A judge has ordered Lymon to remain jailed pending his trial.

Settlement Clears Way To Complete Temple In Arroyo Hondo Santa Fe New Mexican, Associated Press

The Santa Fe County Commission has approved a settlement that clears the way for a sect to complete a temple southeast of the city.

The Santa Fe New Mexican reports members of O Centro Espírita Beneficente União do Vegetal have been fighting for their right to build a temple in Arroyo Hondo for more than five years.

O Centro Espírita is a Christian-based sect that uses a hallucinogenic tea concocted from two Amazonian plants as its sacrament.

Temple opponents have voiced concerns about the project's water use, potential water contamination and traffic generated by the sect's proposed late-night worship sessions.

The County Commission voted unanimously last week to approve a settlement that would resolve two pending lawsuits over the issue and allow the sect to finish building its temple.
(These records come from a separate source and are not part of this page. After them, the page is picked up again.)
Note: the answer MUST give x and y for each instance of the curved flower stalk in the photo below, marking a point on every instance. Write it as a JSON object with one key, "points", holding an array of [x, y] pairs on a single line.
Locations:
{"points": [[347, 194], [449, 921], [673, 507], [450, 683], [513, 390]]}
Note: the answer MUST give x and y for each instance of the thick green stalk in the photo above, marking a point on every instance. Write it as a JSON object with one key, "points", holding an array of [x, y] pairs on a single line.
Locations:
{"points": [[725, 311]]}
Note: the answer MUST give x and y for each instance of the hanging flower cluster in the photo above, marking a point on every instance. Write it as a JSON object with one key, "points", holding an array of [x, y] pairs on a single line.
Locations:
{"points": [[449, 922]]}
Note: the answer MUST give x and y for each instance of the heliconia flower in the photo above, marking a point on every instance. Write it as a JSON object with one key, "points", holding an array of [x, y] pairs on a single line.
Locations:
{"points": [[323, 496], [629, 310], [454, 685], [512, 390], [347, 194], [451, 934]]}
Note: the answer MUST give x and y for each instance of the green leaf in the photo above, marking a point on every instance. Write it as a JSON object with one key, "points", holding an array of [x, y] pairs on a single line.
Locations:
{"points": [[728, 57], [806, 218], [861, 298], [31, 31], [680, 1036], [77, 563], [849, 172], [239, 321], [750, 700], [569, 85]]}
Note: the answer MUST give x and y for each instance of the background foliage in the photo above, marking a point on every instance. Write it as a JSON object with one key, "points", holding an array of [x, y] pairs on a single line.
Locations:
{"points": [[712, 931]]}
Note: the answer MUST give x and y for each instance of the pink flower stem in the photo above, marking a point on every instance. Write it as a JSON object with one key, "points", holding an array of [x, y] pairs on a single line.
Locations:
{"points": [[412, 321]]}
Census Changes Could Make Whites Less Than 50 Percent SoonerAssociated Press

The Census Bureau is considering changes to its race and ethnicity questions that would reclassify some minorities who were considered "white" in the past, a move that may speed up the date when America's white population falls below 50 percent.

Census Director John Thompson said this week that the bureau is testing new questions and may combine its race and ethnicity questions into one category. That would allow people to choose multiple races.

The possible changes include a new category for Middle Eastern and North African descent and allowing Latinos to give more details about backgrounds.

Brookings Institution demographer William H. Frey says the changes would give people more options to define their race and ethnicity.

The Census Bureau has estimated that the population will have more minorities than whites for the first time around 2043 or 2044.